The most feared complications are those related to the graft because they can lead to reoperation (< 10% in experienced hands). Partial graft take usually occurs at sites of infection or bleeding, causing granulation or neovaginal discharge. Most cases are successfully treated conservatively with silver nitrate cauterization or excision. Unfortunately, after the resolution, vaginal depth could be shortened1. Complete graft failure is mostly related to premature graft displacement or hematoma formed under the graft. Premature patient mobilization and the lack of bed rest the first post-operative week are the main causes of total graft failure. In these cases, reoperation with a new STSG is needed1. Donor site complications include bleeding, scarring, keloids, and hypertrophy, which may heal using topical treatments of corticosteroid injections10. Silver and the nanofibrillar cellulose dressings may promote donor site healing1. Late complications include neovagina dryness, stricture, contracture, urinary incontinence, granulation tissue, and recurrent urinary tract infections (UTI)1,9,10. Dryness can lead to pain and dyspareunia and lubricants are useful to reduce these symptoms. Stricture and contracture of the neovagina can be corrected with relaxing incisions and progressive dilation.
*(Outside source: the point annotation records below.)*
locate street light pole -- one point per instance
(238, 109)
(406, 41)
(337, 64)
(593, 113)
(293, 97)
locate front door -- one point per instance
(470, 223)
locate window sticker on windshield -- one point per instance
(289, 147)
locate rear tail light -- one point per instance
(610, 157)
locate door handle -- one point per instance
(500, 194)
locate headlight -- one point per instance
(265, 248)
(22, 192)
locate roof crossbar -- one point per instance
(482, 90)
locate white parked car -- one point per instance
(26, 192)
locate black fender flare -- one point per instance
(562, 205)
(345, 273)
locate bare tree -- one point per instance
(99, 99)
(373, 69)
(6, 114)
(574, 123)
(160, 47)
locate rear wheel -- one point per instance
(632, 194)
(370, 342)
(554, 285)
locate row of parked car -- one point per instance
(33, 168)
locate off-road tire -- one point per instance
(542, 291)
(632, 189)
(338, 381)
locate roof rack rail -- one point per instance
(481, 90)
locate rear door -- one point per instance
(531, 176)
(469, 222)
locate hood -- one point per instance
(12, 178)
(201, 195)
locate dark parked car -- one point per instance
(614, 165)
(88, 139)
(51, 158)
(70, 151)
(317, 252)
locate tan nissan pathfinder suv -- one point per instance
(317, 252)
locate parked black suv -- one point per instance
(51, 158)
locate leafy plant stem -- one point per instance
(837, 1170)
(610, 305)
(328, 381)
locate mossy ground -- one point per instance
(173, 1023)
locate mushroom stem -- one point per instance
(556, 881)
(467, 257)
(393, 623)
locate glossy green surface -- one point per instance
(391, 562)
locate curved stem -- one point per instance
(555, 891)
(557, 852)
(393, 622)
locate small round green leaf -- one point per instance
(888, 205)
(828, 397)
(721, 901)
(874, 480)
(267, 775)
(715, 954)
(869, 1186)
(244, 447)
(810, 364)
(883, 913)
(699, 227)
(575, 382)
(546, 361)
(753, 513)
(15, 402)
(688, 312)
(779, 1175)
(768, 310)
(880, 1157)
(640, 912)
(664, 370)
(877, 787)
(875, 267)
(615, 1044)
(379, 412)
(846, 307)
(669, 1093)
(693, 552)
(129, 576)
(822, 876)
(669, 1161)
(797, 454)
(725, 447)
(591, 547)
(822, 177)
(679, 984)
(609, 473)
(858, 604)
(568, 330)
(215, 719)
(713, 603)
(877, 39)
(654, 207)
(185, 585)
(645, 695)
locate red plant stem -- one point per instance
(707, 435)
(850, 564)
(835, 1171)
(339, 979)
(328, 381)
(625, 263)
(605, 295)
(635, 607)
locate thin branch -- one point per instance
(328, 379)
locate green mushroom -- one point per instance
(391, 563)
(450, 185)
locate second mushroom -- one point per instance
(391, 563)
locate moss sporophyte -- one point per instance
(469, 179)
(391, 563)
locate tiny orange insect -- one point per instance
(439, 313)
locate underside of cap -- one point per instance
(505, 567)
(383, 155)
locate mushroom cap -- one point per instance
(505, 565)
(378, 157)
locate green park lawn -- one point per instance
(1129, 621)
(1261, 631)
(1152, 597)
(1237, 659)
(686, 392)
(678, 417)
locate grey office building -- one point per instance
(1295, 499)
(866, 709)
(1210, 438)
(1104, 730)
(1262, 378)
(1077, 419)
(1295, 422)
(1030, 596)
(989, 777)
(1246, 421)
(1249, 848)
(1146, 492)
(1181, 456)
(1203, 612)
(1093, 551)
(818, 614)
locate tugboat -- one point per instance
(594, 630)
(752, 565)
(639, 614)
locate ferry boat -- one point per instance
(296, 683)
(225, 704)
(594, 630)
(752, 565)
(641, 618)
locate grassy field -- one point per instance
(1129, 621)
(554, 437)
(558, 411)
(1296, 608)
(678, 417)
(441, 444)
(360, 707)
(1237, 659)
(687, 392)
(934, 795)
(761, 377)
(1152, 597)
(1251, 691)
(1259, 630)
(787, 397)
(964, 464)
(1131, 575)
Granulation tissue may be cauterized with silver nitrate or excised and recurrent UTIs may need prophylactic antibiotic therapy1.
Follow-up
Regular speculum examination is suggested to rule out malignancy or ulceration9. Because MRKH patients who are sexually active are at higher risk of getting a sexually transmitted infection, they should be screened at least 1 time annually and advised to use condoms. The human papillomavirus vaccination is recommended to decrease the risk of neoplasia and genital warts1.
Conclusion
In our study, we not only analyzed the surgical technique, which completely preserved its structural integrity, but also focused on preventing reductions in depth and width using the conformer. This approach led to acceptable sexual function in patients. We conclude that treating patients with Rokitansky Syndrome is more complex, requiring the use of the conformer for a longer period (as confidence takes longer to return compared to patients with Morris Syndrome). The reduction in depth was more significant in Rokitansky Syndrome patients over one year than in those with Morris Syndrome. Both patients were able to engage in sexual relationships with their partners and reported moderate satisfaction and full expectations.